XIVè, XVIIè et XIXè siècle. Construit à flanc de coteau sur une terrasse, sur l’emplacement  d’une ancienne forteresse assez importante dont Thibault IV, comte de Blois, s’empara et qu’il incendia en 1130. La famille Boireau qui construisit la chapelle seigneuriale, put augmenter le château des 2 pavillons vers 1650, et la famille de Menjot élever le 1er étage et le comble vers 1820.

Côté Sud : le rez-de-chaussée du corps de logis XIVè s., a des murs de 90 cm d’épaisseur, les 2 pavillons XVIIè s. ont des murs de 80 cm ; le 1er étage a des murs de 40 cm. Le corps de logis a 3 niveaux et 4 ouvertures par niveau ; chaque pavillon a 2 niveaux, 2 ouvertures au rez-de-chaussée et 1 lucarne.

Côté Ouest du pavillon O. brûla, le feu ayant pris dans la cuisine entresolée, et fut reconstruite vers 1890.

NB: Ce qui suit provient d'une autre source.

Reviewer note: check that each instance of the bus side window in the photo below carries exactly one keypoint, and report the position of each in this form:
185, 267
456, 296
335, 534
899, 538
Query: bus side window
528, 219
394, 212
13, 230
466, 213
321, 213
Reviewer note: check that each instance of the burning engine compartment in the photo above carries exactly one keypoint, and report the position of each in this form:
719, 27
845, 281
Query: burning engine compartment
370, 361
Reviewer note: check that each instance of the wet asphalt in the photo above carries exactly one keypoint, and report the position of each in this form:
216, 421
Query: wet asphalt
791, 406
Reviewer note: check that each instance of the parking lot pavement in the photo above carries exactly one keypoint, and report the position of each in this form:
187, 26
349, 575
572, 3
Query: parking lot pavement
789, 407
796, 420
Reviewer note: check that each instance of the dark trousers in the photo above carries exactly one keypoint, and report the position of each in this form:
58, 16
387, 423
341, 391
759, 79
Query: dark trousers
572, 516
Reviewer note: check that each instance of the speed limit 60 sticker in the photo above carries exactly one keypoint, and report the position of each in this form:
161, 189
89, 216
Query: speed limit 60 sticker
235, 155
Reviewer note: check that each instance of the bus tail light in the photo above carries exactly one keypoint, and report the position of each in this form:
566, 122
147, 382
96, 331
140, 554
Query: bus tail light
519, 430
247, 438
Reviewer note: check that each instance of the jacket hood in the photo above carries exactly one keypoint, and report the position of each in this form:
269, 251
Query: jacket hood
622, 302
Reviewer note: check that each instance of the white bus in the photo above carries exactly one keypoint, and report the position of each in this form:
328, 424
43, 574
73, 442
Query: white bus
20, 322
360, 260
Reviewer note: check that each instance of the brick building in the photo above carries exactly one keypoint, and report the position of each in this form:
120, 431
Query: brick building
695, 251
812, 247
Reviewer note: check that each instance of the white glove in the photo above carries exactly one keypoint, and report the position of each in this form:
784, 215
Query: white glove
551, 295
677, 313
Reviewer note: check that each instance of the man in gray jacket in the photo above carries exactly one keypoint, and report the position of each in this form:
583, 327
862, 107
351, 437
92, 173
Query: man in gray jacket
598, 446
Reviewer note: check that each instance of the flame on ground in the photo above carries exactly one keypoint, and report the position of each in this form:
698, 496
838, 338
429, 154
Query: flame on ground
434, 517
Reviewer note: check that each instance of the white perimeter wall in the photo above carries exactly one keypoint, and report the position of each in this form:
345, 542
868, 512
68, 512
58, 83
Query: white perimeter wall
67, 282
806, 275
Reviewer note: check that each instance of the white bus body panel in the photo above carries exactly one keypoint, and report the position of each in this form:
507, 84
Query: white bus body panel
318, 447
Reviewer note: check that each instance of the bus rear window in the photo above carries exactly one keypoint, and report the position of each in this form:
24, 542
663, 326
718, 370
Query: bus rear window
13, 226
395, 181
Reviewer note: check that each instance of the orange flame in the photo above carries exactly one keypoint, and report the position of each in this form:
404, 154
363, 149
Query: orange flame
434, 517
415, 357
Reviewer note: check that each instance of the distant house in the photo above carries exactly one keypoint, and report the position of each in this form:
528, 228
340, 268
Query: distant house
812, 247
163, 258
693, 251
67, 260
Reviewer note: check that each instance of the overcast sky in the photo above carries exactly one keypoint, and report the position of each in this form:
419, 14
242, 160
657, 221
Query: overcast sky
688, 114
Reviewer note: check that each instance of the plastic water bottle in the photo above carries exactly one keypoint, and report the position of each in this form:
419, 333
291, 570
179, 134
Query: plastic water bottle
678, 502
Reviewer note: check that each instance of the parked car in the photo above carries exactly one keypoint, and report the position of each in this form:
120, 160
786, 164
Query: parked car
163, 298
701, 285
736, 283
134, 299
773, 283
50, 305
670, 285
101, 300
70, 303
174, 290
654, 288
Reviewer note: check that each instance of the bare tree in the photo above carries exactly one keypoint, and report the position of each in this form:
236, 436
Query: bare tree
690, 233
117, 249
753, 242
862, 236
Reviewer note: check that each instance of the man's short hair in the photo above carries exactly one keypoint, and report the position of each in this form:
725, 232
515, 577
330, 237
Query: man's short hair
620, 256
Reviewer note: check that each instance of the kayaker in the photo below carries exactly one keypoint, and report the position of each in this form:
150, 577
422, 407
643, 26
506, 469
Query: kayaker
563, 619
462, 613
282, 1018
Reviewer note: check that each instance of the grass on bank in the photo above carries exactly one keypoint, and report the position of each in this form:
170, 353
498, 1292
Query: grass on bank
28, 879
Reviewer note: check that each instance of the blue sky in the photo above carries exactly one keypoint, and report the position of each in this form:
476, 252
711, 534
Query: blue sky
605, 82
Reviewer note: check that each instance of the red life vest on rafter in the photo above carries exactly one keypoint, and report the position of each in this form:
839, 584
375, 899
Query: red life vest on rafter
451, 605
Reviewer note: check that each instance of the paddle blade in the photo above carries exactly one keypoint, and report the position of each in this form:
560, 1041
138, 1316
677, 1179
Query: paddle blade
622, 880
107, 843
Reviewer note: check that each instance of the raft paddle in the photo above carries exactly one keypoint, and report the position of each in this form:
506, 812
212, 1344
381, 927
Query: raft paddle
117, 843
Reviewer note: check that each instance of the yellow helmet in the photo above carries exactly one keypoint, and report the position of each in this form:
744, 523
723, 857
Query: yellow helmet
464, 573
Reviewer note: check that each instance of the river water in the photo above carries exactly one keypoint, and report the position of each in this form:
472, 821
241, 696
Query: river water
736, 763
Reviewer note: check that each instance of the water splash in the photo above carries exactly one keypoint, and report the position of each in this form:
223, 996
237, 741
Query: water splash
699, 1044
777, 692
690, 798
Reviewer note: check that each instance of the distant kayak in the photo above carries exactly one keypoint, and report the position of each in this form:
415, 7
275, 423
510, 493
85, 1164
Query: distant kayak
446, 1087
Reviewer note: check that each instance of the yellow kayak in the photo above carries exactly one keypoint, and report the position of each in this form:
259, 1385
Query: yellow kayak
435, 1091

Côté Nord : la construction est dans le même alignement ; les 2 niveaux ont chacun 4 ouvertures ; le corps de logis n’a pas de lucarne et les pavillons en ont 2 ; la véranda construite vers 1840 forme une venue architecturale au centre.

Intérieur : les boiseries du salon et les grilles des fenêtres proviennent de Chanteloup.

Dans le jardin : cadran solaire en ardoise. Il indique la longueur des jours et des nuits et l’heure à laquelle se lève et se couche le soleil. Au-dessus du style, les armes des Menjot de Champfleur sont surmontées d’un casque orné de lambrequin et sommé d’une couronne comtale ; d’argent au chevront d’azur, accompagné en chef de 2 épis de blé, tiges et feuillés de gueules, penchés dans le sens du chevron et en pointe d’une lion de même. Au sommet, le 2nd cadran donne les heures babyloniques italiennes ; de chaque côté, une tige de feuillage l’orne.

Orangerie : d’après la tradition, elle remplacerait le palais où se rendait la justice seigneuriale.